The total cost of digitizing the archives from 1876 to 2002 was roughly $275,000. Linke and Thaler said they hope to raise an additional $7,000 to $10,000 to finish digitizing issues between 2002 and 2012 and then update the archives annually afterward.

Continuing one legacy, building another
The ‘Prince’ Board of Trustees has named the Digital Archives in honor of Larry DuPraz, who served as the production manager for the Prince from 1946 until his retirement in 1987. DuPraz, who passed away in 2006, was known for his curmudgeon teaching style and served as a beloved adviser and mentor to the ‘Prince’ staff after his retirement until his death at age 87.
His son-in-law, John Greely, called the Trustees' dedication a "tremendous honor."
"His whole life was devoted to the town of Princeton and the University ... And especially with all of the damn kids he educated, you know?" Greely said. "He was just an amazing individual, he really was. He always had the students' best interests in mind. He may not have always agreed with them, but it was amazing how all the students would come by for Reunions or stop by and just say ‘Hi’ and send him a letter ... It was really amazing how many lives he touched."
The new digital archives continue the legacy of DuPraz, who enthusiastically kept up with the latest technologies in journalism. He started at the old Princeton Packet as a linotype operator and used molten lead for printing, but in his later years, Greely said, he "jumped right into the computer age and kept going."
"Every time the Princetonian was updating its computers and its cord LANs and that kind of thing, he was just as knowledgeable as everybody else," Greely added.
While the legacy of the Larry DuPraz continues with the creation of the archives, another legacy begins as the archives promise to enrich researchers' understanding of Princeton history.

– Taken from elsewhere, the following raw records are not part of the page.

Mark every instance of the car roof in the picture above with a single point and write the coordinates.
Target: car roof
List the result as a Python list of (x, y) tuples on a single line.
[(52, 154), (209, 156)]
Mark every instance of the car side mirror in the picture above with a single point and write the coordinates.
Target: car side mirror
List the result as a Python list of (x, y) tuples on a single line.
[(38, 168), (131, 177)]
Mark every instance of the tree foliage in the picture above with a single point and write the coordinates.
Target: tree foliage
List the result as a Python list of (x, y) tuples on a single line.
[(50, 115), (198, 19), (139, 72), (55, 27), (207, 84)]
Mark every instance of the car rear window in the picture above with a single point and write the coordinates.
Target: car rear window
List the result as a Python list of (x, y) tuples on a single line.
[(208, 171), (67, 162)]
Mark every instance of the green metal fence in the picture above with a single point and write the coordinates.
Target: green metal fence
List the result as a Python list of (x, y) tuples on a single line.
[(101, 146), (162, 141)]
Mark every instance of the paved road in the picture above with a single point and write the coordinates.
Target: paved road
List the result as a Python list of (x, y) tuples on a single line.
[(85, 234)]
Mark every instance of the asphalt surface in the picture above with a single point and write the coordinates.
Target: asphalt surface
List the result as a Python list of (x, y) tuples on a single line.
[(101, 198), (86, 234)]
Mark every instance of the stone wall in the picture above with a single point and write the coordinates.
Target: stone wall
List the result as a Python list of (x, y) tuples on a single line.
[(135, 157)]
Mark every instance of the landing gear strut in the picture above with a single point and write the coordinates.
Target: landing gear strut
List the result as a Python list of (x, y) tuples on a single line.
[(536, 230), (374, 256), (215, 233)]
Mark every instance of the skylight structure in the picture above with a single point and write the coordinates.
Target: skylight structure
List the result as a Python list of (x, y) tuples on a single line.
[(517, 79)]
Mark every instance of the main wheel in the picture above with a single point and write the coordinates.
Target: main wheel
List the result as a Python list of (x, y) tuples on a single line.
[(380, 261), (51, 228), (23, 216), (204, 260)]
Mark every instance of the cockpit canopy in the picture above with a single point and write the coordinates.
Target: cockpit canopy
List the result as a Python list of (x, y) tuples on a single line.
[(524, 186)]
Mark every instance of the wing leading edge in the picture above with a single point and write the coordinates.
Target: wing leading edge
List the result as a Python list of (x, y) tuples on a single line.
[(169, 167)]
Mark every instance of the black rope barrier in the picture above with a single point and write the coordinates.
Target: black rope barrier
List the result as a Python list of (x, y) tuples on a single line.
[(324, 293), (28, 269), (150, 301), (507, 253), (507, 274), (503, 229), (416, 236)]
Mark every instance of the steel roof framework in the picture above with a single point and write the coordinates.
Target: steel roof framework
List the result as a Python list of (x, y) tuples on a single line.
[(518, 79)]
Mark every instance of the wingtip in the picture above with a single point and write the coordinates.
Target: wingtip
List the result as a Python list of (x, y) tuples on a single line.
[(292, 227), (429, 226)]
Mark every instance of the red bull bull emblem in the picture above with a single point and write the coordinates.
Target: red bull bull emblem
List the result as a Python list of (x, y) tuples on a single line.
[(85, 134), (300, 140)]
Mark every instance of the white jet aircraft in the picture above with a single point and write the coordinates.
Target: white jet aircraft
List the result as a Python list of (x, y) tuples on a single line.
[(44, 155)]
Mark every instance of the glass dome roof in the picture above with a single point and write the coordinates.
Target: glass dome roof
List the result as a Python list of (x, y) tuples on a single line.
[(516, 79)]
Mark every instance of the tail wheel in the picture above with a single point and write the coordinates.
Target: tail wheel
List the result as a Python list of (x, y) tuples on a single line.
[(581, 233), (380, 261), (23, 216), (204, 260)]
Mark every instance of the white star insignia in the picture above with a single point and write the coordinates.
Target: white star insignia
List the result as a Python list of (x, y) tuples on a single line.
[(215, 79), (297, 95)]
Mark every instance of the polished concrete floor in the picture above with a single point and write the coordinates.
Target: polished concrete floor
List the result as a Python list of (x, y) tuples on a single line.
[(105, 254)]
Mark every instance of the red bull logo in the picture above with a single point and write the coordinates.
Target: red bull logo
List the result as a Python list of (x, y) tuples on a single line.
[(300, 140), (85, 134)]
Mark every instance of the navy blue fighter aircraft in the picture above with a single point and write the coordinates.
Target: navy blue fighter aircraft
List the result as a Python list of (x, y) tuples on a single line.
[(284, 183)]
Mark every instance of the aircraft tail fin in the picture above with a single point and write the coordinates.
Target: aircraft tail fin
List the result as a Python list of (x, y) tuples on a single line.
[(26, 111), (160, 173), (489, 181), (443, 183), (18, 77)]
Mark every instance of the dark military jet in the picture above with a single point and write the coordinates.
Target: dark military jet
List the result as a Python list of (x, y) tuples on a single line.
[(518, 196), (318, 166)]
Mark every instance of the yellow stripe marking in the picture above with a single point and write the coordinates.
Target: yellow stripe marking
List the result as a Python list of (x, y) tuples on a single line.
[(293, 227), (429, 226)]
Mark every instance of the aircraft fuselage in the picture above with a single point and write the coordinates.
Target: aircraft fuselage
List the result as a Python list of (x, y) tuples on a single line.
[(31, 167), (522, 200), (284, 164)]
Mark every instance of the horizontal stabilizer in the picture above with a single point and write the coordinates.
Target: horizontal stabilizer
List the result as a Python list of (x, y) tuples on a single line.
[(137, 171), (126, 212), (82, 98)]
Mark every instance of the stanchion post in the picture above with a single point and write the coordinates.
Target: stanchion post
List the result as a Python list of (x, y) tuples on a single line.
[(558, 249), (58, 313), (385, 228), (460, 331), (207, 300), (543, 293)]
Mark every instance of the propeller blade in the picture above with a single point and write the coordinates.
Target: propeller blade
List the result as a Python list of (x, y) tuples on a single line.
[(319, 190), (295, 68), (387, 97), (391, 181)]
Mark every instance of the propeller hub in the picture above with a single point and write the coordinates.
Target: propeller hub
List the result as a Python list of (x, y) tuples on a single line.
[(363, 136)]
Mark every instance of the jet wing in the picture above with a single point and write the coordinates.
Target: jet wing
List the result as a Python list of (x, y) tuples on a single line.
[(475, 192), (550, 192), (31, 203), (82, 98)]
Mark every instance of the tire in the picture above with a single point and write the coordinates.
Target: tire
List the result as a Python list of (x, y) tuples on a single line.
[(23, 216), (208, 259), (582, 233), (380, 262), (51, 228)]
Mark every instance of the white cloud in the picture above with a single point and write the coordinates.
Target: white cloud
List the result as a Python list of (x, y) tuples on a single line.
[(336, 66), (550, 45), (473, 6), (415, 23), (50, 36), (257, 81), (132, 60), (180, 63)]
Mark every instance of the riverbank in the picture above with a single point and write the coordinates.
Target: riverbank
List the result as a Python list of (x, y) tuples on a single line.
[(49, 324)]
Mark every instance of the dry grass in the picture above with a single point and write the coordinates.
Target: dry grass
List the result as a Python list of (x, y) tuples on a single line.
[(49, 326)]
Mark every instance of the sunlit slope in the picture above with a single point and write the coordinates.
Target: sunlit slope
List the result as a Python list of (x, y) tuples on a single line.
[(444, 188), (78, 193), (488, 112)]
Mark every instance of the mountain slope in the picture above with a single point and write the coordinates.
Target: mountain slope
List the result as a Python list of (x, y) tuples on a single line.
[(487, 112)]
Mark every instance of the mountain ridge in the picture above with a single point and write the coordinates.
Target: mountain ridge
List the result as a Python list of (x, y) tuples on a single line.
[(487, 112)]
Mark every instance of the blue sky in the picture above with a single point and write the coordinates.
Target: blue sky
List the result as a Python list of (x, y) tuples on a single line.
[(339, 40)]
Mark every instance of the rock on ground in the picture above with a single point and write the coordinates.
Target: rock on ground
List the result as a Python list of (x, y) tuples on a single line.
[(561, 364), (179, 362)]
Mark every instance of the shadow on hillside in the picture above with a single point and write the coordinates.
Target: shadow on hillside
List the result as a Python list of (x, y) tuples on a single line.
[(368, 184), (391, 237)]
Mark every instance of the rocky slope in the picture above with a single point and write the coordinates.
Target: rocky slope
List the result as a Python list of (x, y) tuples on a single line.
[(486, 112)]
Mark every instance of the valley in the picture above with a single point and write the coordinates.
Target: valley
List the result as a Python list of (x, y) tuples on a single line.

"This is going to change how Princeton looks at itself," Linke said. "It will really give it a window into the past that we haven't had [before]."
Thaler recounted how upon discovering that the ‘Prince’ once issued scrip in lieu of currency when President Franklin D. Roosevelt declared a bank holiday, the newspaper was able to pull the story from the beta version of the archives and post it on the ‘Prince’ website.
"Researchers are using the 'Prince' like crazy now," Thaler said. "A lot of kids every year write theses on Princeton-related stuff, and the ‘Prince’ is the best source you can get for day-to-day life at Princeton for the last 150 years."
Linke said that researching in the archives allowed him to discover a fun fact: the oldest living alumnus, Malcolm R. Warnock ’25, who will march in Saturday's P-Rade, may be the oldest Princeton alumnus ever.
"Before the Prince project, we would have been, ‘I don't know, maybe?' " Linke said. "But we were able to search the archives and found that there is no evidence that there is anyone older than him."
According to Linke, the creation of the DuPraz Digital Archives set a precedent for other Ivy League universities.
"I talk with my colleagues at other institutions who say, ‘Hey, how did you do this? How much did it cost?' " he said. "We sort of looked to what Harvard and Brown were doing when we started. They had not done anything quite like we have done. But seeing what they did, we said, ‘Oh, we can do better than that,' and now colleagues at other schools are taking note and wanting to emulate us."
Thaler described digitization as "the wave of the future" because of its potential to make documents accessible to everyone and advance scholarship.
"I hope that Princeton alumni, as their reunions [go] on, not only look at the years they were at Princeton, but look at some of the historical stuff too because it is pretty damn interesting," he said.